USDA Testimony Sparks Debate Over Allowing Gene Editing for Food Labeled as Organic
The National Organic Program (NOP) of the U.S. Department of Agriculture (USDA) works with the National Organic Standards Board (NOSB) to develop standards involving the production, handling, and processing of ingredients that may be used in products bearing the label “USDA organic.” Under the current requirements for organic labeling, genetic engineering is a prohibited method and there is no apparent exception for newer technologies which bioengineering (BE) proponents have contrasted with older, less precise BE methods that organic advocates criticize for human health and environmental concerns.

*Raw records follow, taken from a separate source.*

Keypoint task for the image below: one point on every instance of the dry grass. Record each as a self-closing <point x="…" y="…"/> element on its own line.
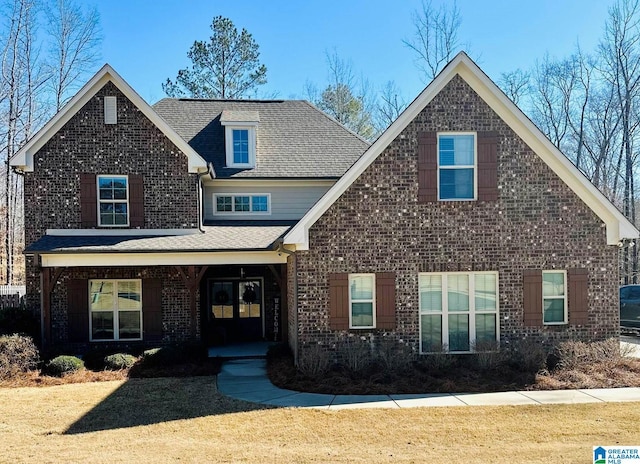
<point x="169" y="420"/>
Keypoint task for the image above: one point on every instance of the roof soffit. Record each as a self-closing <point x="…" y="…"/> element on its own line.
<point x="618" y="226"/>
<point x="23" y="159"/>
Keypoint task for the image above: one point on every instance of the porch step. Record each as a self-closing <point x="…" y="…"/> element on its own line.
<point x="252" y="350"/>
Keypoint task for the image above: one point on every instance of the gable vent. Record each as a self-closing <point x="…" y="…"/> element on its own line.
<point x="110" y="110"/>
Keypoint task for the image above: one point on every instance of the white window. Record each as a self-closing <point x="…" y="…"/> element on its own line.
<point x="254" y="203"/>
<point x="240" y="146"/>
<point x="362" y="302"/>
<point x="110" y="110"/>
<point x="458" y="311"/>
<point x="116" y="309"/>
<point x="554" y="297"/>
<point x="457" y="166"/>
<point x="113" y="201"/>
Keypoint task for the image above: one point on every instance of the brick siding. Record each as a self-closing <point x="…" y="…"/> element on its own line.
<point x="132" y="146"/>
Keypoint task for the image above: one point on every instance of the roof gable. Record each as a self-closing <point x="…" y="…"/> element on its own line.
<point x="23" y="159"/>
<point x="294" y="139"/>
<point x="618" y="227"/>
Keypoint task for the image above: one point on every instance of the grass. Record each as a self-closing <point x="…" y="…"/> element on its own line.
<point x="185" y="419"/>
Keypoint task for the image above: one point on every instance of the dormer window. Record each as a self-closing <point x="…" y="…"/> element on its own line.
<point x="240" y="137"/>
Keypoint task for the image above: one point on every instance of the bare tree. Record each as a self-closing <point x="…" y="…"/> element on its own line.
<point x="515" y="84"/>
<point x="29" y="83"/>
<point x="390" y="105"/>
<point x="620" y="50"/>
<point x="435" y="39"/>
<point x="74" y="42"/>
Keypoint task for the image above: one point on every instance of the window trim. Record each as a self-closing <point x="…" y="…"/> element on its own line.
<point x="564" y="297"/>
<point x="251" y="140"/>
<point x="445" y="311"/>
<point x="372" y="300"/>
<point x="475" y="164"/>
<point x="100" y="201"/>
<point x="115" y="311"/>
<point x="233" y="212"/>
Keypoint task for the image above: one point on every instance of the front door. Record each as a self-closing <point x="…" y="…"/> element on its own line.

In a July 17, 2019 hearing of the House Agriculture Subcommittee on new gene editing technology, testimony by Greg Ibach, USDA’s Under Secretary for Marketing and Regulatory Programs (MRP), noted the benefits of insect and drought resistance and increased yield and included a remark that USDA “may be ready to open discussion to consider whether it is appropriate” to consider allowing certain gene editing technology for use in organic production. Responding to this testimony, the Cornucopia Institute has released a petition strongly opposing such developments.
As it stands, USDA’s bioengineered (BE) food labeling rule does not establish whether gene edited products fall under the definition of “bioengineered” and, thus, whether these products will require mandatory disclosure. Thus, it is possible that USDA may decide not to require BE labeling for products produced using certain gene editing technology and could also someday permit products containing ingredients made with this technology to bear the USDA organic label. Such development could further confuse consumers interested in avoiding bioengineered food and may also potentially impact the credibility and monetary value of the USDA organic label. As we have reported, there is already evidence that some consumers may not distinguish between the “USDA organic” label and the “Non-GMO Project Verified” seal administered by the Non-GMO Project that is available for products meeting the group’s criteria for certification as being free of genetically modified organisms (GMOs), although sales of products labeled by the Non-GMO Project more than doubled from 2014 to 2016, whereas the sales of organic foods have increased at a much slower rate.